The notion is closely connected to NoSQL databases because many of these products began by promising only eventual consistency. Over the years, database designers have studied the problem in greater detail and developed better models to describe the tradeoffs with more precision. The idea still troubles some database administrators, the kind that wear both belts and suspenders to work, but users who don't need perfect answers appreciate the speed.

How are legacy players approaching this?

Traditional database companies like Oracle and IBM remain committed to strong consistency, and their main database products continue to support it. Some developers use very large computers with terabytes of RAM to run a single database that maintains a single, consistent record. For banking and warehouse inventory jobs, this can be the simplest way to grow.

Oracle also supports clusters of databases, including MySQL, and these may resort to supplying eventual consistency for jobs that require more size and speed than perfection.

Microsoft's Cosmos database offers five levels of guarantee, ranging from strong to eventual consistency. Developers can trade speed versus accuracy depending upon the application.

What are the upstarts doing?

Many of the emerging NoSQL database services explicitly embrace eventual consistency to simplify development and increase speed. The startups may have begun offering the simplest model for consistency, but lately they've been giving developers more options to trade away raw speed for better accuracy when needed.

Cassandra, one of the earliest NoSQL database offerings, now offers nine options for write consistency and 10 options for read consistency. Developers can trade speed for consistency according to the application's demands.

Couchbase, for instance, offers what the company calls a "tunable" amount of consistency that can vary from query to query. MongoDB may be configured to offer eventual consistency for read-only replicas for speed, but it can also be configured with a variety of options that offer more robust consistency. PlanetScale offers a model that balances consistent replication with speed, arguing that banks aren't the only ones that need to fight inconsistency.

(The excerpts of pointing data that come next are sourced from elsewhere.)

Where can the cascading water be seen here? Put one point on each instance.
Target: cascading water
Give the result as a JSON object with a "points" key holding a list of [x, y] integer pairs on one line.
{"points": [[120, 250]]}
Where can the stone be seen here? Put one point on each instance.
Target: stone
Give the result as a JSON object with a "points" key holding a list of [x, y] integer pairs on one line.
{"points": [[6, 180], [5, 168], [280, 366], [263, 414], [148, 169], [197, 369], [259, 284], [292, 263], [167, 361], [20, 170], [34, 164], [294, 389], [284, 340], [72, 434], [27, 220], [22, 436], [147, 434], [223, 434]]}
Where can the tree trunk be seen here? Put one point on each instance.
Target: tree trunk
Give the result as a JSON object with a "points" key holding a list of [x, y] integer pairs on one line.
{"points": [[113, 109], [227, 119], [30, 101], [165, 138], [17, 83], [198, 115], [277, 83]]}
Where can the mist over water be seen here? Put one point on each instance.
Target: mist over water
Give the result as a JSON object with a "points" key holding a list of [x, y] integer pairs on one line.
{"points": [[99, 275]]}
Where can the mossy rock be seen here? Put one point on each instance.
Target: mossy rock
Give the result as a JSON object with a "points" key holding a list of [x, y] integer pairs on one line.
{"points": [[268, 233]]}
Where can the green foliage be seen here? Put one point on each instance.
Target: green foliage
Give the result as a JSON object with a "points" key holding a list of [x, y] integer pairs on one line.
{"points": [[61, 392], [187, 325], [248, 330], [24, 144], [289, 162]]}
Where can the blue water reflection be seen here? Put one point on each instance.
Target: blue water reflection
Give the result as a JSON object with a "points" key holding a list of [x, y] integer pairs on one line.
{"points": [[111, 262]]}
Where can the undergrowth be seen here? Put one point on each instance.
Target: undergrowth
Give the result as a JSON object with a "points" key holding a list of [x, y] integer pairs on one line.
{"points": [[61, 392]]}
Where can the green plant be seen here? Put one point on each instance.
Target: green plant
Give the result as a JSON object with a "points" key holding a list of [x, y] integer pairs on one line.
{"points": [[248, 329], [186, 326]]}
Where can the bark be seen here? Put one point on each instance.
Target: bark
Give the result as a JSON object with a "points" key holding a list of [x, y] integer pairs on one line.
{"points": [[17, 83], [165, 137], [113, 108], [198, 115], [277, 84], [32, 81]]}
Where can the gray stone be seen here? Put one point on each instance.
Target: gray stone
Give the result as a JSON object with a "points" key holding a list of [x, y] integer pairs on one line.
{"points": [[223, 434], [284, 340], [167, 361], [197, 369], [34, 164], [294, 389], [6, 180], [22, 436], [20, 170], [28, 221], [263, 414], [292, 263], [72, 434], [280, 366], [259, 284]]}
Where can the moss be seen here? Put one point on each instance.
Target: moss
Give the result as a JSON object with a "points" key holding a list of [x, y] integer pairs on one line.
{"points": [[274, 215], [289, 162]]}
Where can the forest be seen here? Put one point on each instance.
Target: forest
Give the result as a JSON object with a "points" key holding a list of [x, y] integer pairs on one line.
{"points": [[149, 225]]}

Some companies are building new protocols that come closer to strong consistency. For example, Google's Spanner relies upon a very accurate set of clocks to synchronize the versions running in different datacenters. The database is able to use these timestamps to determine which new block of data arrived first. FaunaDB, on the other hand, uses a version of a protocol that doesn't rely on highly accurate clocks. Instead, the company creates synthetic timestamps that can help decide which version of competing values to keep.

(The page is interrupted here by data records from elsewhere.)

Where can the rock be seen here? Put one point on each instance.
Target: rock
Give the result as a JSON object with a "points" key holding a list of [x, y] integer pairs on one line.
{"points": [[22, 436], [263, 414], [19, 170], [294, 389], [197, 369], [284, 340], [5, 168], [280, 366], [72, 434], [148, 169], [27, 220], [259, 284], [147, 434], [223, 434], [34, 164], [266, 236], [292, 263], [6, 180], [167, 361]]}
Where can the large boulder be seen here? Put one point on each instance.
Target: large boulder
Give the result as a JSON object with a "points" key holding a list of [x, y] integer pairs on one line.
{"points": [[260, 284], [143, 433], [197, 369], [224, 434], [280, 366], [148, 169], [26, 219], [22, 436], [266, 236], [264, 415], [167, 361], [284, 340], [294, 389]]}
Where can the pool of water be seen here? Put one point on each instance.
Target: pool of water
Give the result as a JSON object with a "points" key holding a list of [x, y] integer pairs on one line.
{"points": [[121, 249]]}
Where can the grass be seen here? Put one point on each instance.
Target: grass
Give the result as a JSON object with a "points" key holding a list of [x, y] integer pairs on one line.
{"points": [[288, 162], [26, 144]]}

Yugabyte has chosen to embrace consistency and partionability from the CAP theorem and trade away availability. Some read queries will pause until the database reaches a consistent state. CockroachDB uses a model that it says sometimes offers a serialized version of the data, but not a linearized one.

The limits of eventual consistency

For critical tasks, like those involving money, users are willing to wait for answers without inconsistencies. Eventually, consistent models may become acceptable for many data collection jobs, but they aren't appropriate for tasks that require a high degree of trust. When companies can afford to support large computers with plenty of RAM, databases that offer strong consistency are appropriate for any that control scarce resources.